Federal Reserve Chairman Jerome Powell answers a question from a reporter during a press conference following a Federal Open Market Committee meeting at the William McChesney Martin Jr. Federal Reserve Building on July 31, 2024 in Washington, DC.
Andrew Harnick | Getty Images
In the eyes of the market, the Fed finds itself either poised to avoid a recession or doomed to repeat the mistakes of its recent past — when it was too late to see the coming storm.
The response from Federal Reserve Chairman Jerome Powell and his colleagues is likely to be crucial in determining how investors navigate such a turbulent climate. Wall Street has been on a wild ride over the past few days, with Tuesday’s upbeat sentiment helping to mitigate some of the damage since recession fears escalated last week.
“In short, there is no recession today, but a recession is increasingly inevitable by year-end if the Fed fails to act,” Steven Blitz, chief U.S. economist at TS Lombard, said in a note to clients. “But it will, starting with a (half-percentage point) cut in September and then announcing it in late August.”
Blitz’s comments reflect the sentiment on Wall Street — there is little sense that a recession is inevitable unless, of course, the Fed fails to act. Then the odds are high.
Disappointing economic data recently has raised concerns that the Fed missed an opportunity at its meeting last week to send a clearer signal that easing was on its way, if not an outright rate cut. That helped evoke memories of the not-so-distant past when Fed officials dismissed the 2021 surge in inflation as “transitory” and eventually pushed through a series of aggressive rate hikes.

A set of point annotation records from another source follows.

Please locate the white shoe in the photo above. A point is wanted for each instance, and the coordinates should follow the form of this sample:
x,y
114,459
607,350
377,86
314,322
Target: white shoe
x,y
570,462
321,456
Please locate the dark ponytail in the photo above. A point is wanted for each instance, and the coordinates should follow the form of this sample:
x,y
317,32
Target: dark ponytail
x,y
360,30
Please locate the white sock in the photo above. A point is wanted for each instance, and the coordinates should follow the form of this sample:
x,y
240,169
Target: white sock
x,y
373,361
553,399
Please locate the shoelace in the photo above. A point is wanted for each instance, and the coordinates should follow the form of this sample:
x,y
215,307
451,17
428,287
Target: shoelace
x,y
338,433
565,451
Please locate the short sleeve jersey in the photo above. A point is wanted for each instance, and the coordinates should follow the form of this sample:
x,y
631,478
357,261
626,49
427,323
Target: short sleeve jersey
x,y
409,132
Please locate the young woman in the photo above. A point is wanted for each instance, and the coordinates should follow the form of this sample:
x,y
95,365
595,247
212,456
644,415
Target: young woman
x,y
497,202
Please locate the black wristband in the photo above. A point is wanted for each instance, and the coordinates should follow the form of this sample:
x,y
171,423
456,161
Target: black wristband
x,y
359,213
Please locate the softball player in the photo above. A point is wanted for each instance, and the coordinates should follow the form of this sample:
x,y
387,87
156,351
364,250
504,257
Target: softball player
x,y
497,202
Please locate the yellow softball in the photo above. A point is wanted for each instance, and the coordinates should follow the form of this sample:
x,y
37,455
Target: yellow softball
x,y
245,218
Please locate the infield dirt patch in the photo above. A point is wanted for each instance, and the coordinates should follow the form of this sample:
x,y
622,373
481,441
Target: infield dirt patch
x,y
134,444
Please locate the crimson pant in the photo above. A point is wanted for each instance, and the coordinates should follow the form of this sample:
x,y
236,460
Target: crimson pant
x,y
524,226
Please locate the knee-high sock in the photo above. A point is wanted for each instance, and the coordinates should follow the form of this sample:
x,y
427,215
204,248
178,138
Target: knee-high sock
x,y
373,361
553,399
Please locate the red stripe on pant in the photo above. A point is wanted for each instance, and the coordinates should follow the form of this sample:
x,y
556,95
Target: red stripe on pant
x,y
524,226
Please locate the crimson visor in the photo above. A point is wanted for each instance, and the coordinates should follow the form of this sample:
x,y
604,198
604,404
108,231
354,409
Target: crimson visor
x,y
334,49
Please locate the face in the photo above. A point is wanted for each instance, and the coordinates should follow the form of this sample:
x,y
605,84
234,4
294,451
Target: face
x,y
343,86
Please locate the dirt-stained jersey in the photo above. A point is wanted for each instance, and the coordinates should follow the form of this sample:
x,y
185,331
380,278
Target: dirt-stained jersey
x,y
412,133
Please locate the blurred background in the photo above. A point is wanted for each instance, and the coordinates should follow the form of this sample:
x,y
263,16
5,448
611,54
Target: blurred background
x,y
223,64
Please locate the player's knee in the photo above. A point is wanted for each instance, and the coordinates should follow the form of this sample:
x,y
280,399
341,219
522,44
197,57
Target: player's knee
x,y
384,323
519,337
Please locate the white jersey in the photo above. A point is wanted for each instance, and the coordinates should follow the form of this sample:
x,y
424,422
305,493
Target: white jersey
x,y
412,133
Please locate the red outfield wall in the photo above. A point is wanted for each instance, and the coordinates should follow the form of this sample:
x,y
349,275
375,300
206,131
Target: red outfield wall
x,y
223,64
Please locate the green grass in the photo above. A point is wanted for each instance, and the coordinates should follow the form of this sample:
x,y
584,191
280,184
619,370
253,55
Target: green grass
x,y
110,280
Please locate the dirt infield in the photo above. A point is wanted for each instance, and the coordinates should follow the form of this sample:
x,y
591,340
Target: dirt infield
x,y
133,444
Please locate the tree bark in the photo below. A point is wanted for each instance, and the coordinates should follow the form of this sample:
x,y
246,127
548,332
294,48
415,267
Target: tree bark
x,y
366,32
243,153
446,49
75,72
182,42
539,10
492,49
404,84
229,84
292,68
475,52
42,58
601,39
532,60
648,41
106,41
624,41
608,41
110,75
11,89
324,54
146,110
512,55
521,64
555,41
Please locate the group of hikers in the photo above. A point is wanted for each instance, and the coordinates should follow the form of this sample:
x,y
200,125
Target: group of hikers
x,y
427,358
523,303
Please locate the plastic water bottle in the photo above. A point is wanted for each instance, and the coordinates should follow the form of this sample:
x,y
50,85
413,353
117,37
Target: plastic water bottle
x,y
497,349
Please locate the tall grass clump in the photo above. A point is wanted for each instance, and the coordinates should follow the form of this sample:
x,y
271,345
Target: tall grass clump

Now, with a weak July jobs report and growing concerns about an economic slowdown, the investment community wants the Fed to take strong action before it's too late.
Traders are pricing in a strong chance of a half-percentage-point rate cut in September, followed by a sharp easing that could take the short-term borrowing rate down 2.25 percentage points by the end of next year, as shown by 30-day Fed funds futures. The Fed currently targets a target range of 5.25% to 5.5%.
“The unfortunate reality is that a set of data confirms what the rising unemployment rate now clearly suggests — that the U.S. economy is at best at risk of falling into recession and at worst already in recession,” wrote Andrew Hollenhorst, an economist at Citigroup. “The data over the next month is likely to confirm the continued slowdown, making a September rate cut likely and a cut likely between meetings.”
Emergency relief unlikely
With the economy continuing to create jobs and stock market averages near record highs, despite the recent sell-off, an emergency cut between now and the FOMC meeting on September 17-18 seems unlikely, to say the least.
But the very fact that this is being talked about suggests the depth of recession fears. In the past, the Fed has made only nine such cuts, all under intense pressure, according to Bank of America.
“If the question is, ‘Should the Fed consider cutting rates between meetings now?’ we think history says, ‘No, not even soon,’” said Michael Gapen, an economist at Bank of America.
But in the absence of a catalyst for a rate cut between meetings, the Fed is expected to cut rates at the same pace it raised them between March 2022 and July 2023. The bank could begin that process later this month, when Powell delivers his much-anticipated policy speech at the Fed’s annual retreat in Jackson Hole, Wyoming. Powell is already expected to signal how the easing path will evolve.
Joseph LaVorgna, chief U.S. economist at SMBC Nikko Securities, expects the Fed to cut rates by a full 3 percentage points by the end of 2025, which would be more aggressive than current market expectations.
“Either you inflate interest rates or you go home. The Fed has made it clear that interest rates are too high. Why is it slow to remove tightening? It will rush to cut rates for one reason only: interest rates are not at the right level. Why wait?”
But LaVorgna isn’t convinced the Fed is fighting a life-or-death battle against recession. But he said “normalizing” the inverted yield curve, or getting longer-dated securities back to yield higher returns than their shorter-dated counterparts, would be key to avoiding a downturn.
Over the weekend, Goldman Sachs drew some attention when it raised its recession forecast, but only to 25% from 15%. However, the bank noted that one reason it doesn’t think a recession is imminent is that the Federal Reserve has plenty of room to cut interest rates — by 5.25 percentage points if necessary — not to mention the ability to restart its bond-buying program known as quantitative easing.
However, any data shocks, such as Friday's negative surprise in nonfarm payrolls numbers, could quickly reignite talk of a recession.
“The Fed is as far behind the economic curve now as it was behind the inflation curve in 2021 and 2022,” economist and strategist David Rosenberg, founder of Rosenberg Research, wrote Tuesday. The growing expectations for rate cuts “foreshadow a real recession scenario because the Fed has rarely done so in the absence of a formal recession — heading into a recession, already in one, or struggling to get out of one,” he added.